ALBALUX made in Italy is vegetable tanned leather
The process starts when the animal is slaughtered at a slaughterhouse. The meat is taken away for processing, and the hides are quickly salted. If you don’t salt the hide and keep it moist, it will start to rot, and once it starts rotting, it is over. The rotting destroys the grain, which is arguably the most important part of leather. There is no way to reverse that kind of damage, and very little can be salvaged into good leather. When the preserved hides arrive at the tannery, they are placed in a beam-house. The beam-house is the storage facility for the green hides.
From there the hides are put in a liming pit, which is exactly what it sounds like. It is a pit, or in modern times a drum, full of lime, and we aren’t talking about the fruit. Lime is a very potent chemical, and burns the hair off the hides. In the old days, the tanneries were built on a river so they could dump the old used up lime into the river. Eventually the rivers were so full of lime, that the government shut down the majority of the tanneries in the United States.

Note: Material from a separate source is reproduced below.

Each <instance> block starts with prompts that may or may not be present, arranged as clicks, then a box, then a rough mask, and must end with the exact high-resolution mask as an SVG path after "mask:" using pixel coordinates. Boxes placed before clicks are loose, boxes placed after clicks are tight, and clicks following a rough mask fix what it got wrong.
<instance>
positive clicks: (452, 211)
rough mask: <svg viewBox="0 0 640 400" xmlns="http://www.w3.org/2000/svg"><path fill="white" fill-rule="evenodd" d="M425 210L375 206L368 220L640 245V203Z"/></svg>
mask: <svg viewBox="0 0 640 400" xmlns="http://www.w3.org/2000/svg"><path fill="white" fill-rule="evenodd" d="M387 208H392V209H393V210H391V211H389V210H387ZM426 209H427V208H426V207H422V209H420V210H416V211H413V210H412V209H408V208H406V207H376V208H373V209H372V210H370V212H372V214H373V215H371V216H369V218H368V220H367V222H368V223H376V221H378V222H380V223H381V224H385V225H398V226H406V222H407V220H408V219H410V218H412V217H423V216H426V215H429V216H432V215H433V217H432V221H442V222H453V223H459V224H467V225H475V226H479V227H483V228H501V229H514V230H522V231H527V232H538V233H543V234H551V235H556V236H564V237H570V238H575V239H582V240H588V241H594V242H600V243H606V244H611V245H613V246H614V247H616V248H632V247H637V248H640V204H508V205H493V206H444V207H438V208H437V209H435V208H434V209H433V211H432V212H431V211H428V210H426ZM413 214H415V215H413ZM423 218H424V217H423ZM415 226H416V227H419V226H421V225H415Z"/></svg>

Very few remain to this day. The rest of the tanning process is pretty straightforward. The hides are pickled, put in another drum of tannin(the tree bark extract) to be tanned, pressed, sorted, and dyed.
Based on the craftsmanship and careful use of traditional techniques developed over centuries, the vegetable tanning process results in leather with a distinct appearance and unmatched durability. One of the best features of vegetable-tanned leather is that it develops a patina over time with prolonged use and exposure to the environment.
Vegetable-tanned leather also has a distinctively sweet, woody fragrance that is normally associated with leather. Each piece made with this leather has unique shades and nuances, which are a mark of genuineness. The lack of consistency in color and tone is not a defect. Instead, it’s a characteristic of natural tanning processes.
Products made from vegetable tanned leather include saddles, holsters, belts, wallets, bags, shoes and purses. Usually this kind of leather is stiff in the beginning but gets more supple with time and use. Vegetable-tanned leather is more expensive than chrome leather due to the longer manufacturing times and artisanal nature of the tanning process. It’s usually used for high-end products.